Wyoming Medical Center Chooses A New CEO
The Wyoming Medical Center's board of directors has named the hospital's new chief executive officer, according to a news release Tuesday.
Michele Chulick will begin on July 17 to meet with staff, learn the hospital's culture and policy, and transition into the position.
Current President and CEO Vickie Diamond will stay on the job until her retirement on Aug. 1.
Chulick was president of CHST Ventures, a division of Children's Health System of Texas, a health care system with 616 beds and more than 950,000 patients a year
She oversaw the development and management for the system’s expansion. She developed and executed a strategic plan that focused on population health and moving from a cost structure based on patient volume to one based on value of care, according to the news release.
“Ms. Chulick has a background in the development and management of joint ventures, including with not-for-profit organizations, affiliations and network expansion; and she has extensive experience in business development and technological innovation, including the implementation of virtual health and telemedicine,” Edith Selby, vice chairwoman of the WMC Board of Directors said in the news release.
“She will fit in well here. She is a leader, a collaborator and she has the experience to lead Wyoming Medical Center into its next phase of growth.”
Chulick earned a Masters of Business Administration in finance from Wayne State University in Detroit, Mich.; and a Bachelor of Science in Nursing from Duke University; Durham, N.C.
She began her work in health care in 1979, and has extensive experience in reducing costs, improving productivity, increasing patient satisfaction and improving patient outcomes, according to the news release.

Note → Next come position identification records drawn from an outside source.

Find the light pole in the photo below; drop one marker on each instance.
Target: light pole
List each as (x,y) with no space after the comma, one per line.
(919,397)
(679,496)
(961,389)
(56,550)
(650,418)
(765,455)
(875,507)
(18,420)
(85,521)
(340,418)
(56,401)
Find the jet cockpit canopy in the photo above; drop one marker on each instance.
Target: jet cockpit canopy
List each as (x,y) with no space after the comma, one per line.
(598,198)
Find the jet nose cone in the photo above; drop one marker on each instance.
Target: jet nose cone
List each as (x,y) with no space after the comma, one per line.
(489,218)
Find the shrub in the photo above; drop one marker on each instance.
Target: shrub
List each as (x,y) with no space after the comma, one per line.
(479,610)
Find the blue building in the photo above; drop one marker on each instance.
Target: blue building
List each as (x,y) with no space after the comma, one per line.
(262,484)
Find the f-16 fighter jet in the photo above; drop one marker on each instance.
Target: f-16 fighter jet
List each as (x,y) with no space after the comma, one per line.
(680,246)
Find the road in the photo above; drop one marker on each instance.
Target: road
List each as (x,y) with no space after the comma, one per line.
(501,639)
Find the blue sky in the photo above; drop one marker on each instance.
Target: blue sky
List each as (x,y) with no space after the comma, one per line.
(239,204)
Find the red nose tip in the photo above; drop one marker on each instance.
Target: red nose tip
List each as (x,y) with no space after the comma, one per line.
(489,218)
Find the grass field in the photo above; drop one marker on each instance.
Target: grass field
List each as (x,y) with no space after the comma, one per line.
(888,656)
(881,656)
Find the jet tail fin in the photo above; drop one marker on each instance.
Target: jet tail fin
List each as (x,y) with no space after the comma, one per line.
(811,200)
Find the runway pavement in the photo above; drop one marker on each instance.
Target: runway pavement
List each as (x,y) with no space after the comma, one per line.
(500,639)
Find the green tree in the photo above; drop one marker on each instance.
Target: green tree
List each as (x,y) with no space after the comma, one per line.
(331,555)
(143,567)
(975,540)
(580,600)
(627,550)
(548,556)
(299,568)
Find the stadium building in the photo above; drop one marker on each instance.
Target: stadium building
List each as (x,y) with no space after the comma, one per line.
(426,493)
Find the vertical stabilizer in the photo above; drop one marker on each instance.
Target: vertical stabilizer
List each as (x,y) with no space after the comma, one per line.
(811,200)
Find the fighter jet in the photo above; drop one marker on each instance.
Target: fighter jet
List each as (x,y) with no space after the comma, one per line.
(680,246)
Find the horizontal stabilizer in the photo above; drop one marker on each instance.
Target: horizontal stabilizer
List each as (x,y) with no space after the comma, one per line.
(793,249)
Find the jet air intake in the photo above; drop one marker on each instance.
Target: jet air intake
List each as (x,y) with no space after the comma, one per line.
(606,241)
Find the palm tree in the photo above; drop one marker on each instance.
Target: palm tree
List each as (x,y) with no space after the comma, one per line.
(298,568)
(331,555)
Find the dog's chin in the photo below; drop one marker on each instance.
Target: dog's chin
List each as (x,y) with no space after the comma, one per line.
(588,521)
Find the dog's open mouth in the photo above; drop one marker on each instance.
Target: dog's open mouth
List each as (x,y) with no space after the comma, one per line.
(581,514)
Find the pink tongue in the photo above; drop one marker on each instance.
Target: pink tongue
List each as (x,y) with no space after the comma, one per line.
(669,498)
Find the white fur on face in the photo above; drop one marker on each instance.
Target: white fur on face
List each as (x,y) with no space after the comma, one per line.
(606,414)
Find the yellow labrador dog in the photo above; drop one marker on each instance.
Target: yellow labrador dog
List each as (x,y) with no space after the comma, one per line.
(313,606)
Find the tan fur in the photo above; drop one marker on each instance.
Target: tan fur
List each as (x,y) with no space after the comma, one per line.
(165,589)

Chulick has worked as a nurse, a consultant and an administrator in both hospital and academic environments.
The nonprofit Wyoming Medical Center Inc., was formed in 1986.
Until then, it was known as the Memorial Hospital of Natrona County, which was owned and operated by Natrona County. After the creation of the WMC, the county continued to own the physical plant of the hospital, which is mostly in the 1200 blocks of East Second and Third streets. The WMC leases the property from the county to do health care. The WMC's rent, in effect, is to maintain the value of the physical plant and provide care for the indigent.
A five-member board of trustees -- called the Memorial Hospital of Natrona County -- oversees the WMC's lease of the county's property.